Metaflow torchrun decorator

Introduction

This repository implements a plugin to run parallel Metaflow tasks as nodes in a torchrun job which can be submitted to AWS Batch or a Kubernetes cluster.

Features

  • Automatic torchrun integration: This extension provides a simple and intuitive way to incorporate PyTorch distributed programs in your Metaflow workflows using the @torchrun decorator
  • No changes to model code: The @torchrun decorator exposes a new method on the Metaflow current object, so you can run your existing torch distributed programs inside Metaflow tasks with no changes in the research code.
  • Run one command: You don't need to log into many nodes and run commands on each. Instead, the @torchrun decorator will select arguments for the torchrun command based on the requests in Metaflow compute decorators like number of GPUs. Network addresses are automatically discoverable.
  • No user-facing subprocess calls: At the end of the day, @torchrun is calling a subprocess inside a Metaflow task. Although many Metaflow users do this, it can make code difficult to read for beginners. One major goal of this plugin is to motivate hardening and automating a pattern for submitting subprocess calls inside Metaflow tasks.

Installation

You can install it with:

pip install metaflow-torchrun

Getting Started

And then you can import it and use in parallel steps:

from metaflow import FlowSpec, step, torchrun

...
class MyGPT(FlowSpec):

    @step
    def start(self):
        self.next(self.torch_multinode, num_parallel=N_NODES)

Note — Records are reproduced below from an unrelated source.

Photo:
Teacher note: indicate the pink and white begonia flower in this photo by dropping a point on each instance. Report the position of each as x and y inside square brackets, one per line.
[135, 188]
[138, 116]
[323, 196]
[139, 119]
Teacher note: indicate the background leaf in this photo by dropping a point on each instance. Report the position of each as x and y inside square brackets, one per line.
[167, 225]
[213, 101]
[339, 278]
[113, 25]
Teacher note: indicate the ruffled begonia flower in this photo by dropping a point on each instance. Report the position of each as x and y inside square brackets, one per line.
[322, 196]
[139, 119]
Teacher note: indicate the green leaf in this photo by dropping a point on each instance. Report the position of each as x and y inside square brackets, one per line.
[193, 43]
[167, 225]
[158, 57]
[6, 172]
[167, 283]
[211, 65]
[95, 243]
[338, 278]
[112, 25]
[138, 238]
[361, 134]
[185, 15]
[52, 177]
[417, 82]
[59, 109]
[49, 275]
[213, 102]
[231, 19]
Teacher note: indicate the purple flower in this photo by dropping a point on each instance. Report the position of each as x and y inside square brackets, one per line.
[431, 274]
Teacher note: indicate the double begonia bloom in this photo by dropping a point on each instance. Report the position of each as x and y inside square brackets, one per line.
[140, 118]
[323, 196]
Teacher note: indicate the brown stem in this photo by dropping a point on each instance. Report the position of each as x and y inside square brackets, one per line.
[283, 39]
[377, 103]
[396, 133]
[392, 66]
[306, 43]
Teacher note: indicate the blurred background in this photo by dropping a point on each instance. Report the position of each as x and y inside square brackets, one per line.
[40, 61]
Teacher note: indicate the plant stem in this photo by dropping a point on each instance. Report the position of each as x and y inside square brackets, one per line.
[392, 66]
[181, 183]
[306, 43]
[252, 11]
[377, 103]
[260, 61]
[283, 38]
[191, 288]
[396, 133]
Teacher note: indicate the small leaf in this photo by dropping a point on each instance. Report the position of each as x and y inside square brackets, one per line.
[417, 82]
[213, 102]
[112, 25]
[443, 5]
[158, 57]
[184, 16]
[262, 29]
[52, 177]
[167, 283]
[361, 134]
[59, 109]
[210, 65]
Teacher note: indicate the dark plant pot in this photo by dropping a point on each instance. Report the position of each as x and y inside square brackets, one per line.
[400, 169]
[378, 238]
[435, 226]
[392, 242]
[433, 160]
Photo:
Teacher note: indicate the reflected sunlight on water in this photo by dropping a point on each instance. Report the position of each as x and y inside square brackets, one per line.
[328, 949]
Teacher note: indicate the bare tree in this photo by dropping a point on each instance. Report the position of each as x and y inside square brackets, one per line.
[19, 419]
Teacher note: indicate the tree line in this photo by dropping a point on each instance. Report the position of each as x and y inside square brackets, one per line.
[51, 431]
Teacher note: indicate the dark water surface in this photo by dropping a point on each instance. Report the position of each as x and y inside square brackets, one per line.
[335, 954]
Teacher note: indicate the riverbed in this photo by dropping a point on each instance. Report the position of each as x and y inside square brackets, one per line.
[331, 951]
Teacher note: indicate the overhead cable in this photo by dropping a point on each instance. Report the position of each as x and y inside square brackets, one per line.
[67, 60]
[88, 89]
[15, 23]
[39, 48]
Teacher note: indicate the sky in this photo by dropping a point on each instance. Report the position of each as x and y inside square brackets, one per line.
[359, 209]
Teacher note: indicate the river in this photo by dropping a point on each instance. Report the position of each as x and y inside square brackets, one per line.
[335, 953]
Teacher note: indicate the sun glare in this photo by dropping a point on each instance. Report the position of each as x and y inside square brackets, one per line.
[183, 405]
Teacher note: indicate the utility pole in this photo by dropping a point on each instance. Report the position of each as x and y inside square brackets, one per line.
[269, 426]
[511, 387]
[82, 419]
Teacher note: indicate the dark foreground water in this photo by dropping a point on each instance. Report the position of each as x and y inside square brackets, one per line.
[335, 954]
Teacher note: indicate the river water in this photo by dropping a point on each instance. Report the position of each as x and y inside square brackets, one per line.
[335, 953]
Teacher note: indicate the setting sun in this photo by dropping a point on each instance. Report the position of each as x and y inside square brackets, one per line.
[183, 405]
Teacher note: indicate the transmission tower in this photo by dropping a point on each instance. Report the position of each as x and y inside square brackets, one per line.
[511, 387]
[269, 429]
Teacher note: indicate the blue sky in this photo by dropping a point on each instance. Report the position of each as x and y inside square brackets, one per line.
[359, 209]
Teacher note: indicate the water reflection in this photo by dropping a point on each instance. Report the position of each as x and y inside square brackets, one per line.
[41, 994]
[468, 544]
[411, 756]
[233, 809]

    @kubernetes(cpu=N_CPU, gpu=N_GPU, memory=MEMORY)
    @torchrun
    @step
    def torch_multinode(self):
        ...
        current.torch.run(
            entrypoint="main.py", # No changes made to original script.
            entrypoint_args = {"main-arg-1": "123", "main-arg-2": "777"},
            nproc_per_node=1,     # edge case of a torchrun arg user-facing.
        )
        ...
    ...

Examples

Directory torch script description
Hello Each process prints their rank and the world size.
Tensor pass Main process passes a tensor to the workers.
Torch DDP A flow that uses a script from the torchrun tutorials on multi-node DDP.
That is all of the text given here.